Le 1er janvier 1866, la section entre Hal et Ath, construite par la Société anonyme du chemin de fer direct de Bruxelles à Lille pour le compte de l’Etat belge, s’ouvrait à la circulation. L’Etat rachètera par la suite les lignes concédées à des sociétés privées.
Ath et le Borinage
La ligne numérotée « 100 » entre Ath-Maffle et Saint-Ghislain par Chièvres fut inaugurée officiellement le 9 novembre 1879. Cette ligne était surtout destinée au trafic du charbon du Borinage vers la Flandre, Audenaerde et Courtrai. Le trafic voyageurs et marchandises sera supprimé entre Maffle et Tertre le 6 septembre 1962. Le tronçon sera démonté dès 1965. Le reste de la ligne entre Tertre et Saint-Ghislain subsistera avec un trafic réduit de nos jours, la ligne étant détournée partiellement en raison de la construction de l’autoroute de Wallonie.

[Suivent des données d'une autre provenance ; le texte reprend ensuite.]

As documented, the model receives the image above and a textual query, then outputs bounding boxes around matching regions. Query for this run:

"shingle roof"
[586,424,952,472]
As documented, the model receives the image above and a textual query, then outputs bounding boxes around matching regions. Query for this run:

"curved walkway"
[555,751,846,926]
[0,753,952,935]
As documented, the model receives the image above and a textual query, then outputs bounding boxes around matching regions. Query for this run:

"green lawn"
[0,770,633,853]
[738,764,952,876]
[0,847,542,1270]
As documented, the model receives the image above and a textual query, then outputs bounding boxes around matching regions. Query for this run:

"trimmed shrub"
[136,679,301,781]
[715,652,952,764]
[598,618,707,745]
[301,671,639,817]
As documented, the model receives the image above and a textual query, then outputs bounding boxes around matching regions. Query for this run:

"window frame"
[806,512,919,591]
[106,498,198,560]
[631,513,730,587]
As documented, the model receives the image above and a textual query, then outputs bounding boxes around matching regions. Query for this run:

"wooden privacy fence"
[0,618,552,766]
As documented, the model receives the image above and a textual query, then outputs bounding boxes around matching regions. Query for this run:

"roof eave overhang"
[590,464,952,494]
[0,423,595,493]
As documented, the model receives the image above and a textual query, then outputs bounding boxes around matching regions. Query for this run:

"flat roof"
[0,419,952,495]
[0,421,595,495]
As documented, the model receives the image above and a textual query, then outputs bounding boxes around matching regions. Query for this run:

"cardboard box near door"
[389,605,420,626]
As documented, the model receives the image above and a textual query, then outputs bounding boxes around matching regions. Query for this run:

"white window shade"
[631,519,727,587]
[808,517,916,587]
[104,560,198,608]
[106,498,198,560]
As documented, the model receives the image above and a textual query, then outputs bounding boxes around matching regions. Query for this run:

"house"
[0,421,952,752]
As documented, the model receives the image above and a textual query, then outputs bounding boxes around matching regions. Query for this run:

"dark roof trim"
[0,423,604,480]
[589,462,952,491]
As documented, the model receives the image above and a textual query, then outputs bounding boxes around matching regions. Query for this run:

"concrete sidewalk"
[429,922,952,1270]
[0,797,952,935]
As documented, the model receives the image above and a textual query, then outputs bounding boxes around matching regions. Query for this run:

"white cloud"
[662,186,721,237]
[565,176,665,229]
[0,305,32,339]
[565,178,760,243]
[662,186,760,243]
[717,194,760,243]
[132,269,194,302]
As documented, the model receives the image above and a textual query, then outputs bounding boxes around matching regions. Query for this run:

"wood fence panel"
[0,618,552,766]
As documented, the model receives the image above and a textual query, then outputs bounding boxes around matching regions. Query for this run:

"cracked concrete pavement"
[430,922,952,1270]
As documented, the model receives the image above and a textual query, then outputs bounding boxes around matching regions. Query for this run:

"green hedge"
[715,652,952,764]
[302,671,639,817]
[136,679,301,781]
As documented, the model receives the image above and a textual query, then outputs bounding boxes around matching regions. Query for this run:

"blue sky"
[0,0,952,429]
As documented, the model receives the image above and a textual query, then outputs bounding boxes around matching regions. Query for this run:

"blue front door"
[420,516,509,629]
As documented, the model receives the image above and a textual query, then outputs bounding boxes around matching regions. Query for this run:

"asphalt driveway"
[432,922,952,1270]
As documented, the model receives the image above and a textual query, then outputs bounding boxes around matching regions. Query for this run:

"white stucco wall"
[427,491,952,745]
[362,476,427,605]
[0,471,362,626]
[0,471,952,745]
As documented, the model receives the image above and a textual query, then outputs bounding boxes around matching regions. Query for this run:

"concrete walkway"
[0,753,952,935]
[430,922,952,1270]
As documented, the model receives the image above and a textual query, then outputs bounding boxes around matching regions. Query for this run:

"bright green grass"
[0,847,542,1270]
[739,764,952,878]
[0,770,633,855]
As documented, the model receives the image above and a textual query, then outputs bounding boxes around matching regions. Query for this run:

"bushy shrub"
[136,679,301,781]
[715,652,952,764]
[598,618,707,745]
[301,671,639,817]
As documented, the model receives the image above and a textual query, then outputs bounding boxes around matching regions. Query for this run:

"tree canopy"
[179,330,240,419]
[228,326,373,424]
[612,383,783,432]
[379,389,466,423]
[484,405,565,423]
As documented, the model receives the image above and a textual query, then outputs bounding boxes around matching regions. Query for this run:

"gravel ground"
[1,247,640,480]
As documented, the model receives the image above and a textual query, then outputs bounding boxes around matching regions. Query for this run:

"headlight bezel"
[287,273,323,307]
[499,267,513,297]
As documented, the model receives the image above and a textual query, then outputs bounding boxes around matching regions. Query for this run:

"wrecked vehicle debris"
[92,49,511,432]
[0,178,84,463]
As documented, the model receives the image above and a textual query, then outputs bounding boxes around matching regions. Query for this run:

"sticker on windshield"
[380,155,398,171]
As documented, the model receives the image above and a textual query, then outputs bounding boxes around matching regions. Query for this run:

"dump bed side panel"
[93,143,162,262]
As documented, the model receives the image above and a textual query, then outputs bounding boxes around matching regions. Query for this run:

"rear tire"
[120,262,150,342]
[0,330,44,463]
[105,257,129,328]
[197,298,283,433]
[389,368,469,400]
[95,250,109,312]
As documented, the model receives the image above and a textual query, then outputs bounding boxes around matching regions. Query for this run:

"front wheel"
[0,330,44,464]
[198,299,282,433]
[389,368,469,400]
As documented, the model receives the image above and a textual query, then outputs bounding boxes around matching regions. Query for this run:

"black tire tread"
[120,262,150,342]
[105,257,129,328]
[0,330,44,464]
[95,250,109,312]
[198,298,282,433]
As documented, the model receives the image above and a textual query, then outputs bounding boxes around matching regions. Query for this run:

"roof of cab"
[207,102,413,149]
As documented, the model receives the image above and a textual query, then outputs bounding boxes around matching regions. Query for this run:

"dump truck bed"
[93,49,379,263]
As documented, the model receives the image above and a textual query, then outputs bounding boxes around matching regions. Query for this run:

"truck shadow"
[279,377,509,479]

Une seconde ligne, la « 81 », fut créé pour desservir les petites localités délaissées par la ligne précédente, entre Ath et Blaton. Elle fut ouverte sur sa totalité le 21 juin 1877. C’était une ligne à vocation rurale, prolongée ensuite vers Bernissart (ligne 80), ce qui permit aussi un trafic charbonnier parallèlement à une activité croissante en période de betteraves. En 1892, on comptait 49 passages hebdomadaires de trains sur la ligne. En 1953, on dénombrait 86 trains et Michelines, essentiellement des autorails régionaux. Le dernier train a circulé sur la ligne 81 le 3 juillet 1960; les rails ne furent pas démontés tout de suite entre Ath et Beloeil, pour permettre le garage de wagons de marchandises avariés ou radiés. Cela sera effectif en 1968. Il est resté une desserte marchandises entre Blaton et Beloeil jusqu’au 25 juillet 1984. La voie fut démontée en 1985.
La nouvelle gare (1892)
Un projet de nouvelle gare commença à prendre forme sur le terrain au début de l’année 1882, notamment avec l’acquisition des parcelles de terrain nécessaires. Les plans de la nouvelle gare furent conçus par l’architecte bruxellois Antoine Trappeniers, élève de Jean-Pierre Cluysenaar, créateur des gares de la Compagnie du chemin de fer de Dendre-et-Waes et de Bruxelles vers Gand par Alost. La nouvelle gare d’Ath avait été imaginée dans le style Renaissance flamande et développe 70 mètres de façade. Ce projet ayant été mis en cause, c’est finalement l’architecte GF. De Blieck qui sera chargé de présenter un projet un peu plus modeste, dans le style plus néo-gothique. Les travaux commencèrent en 1889.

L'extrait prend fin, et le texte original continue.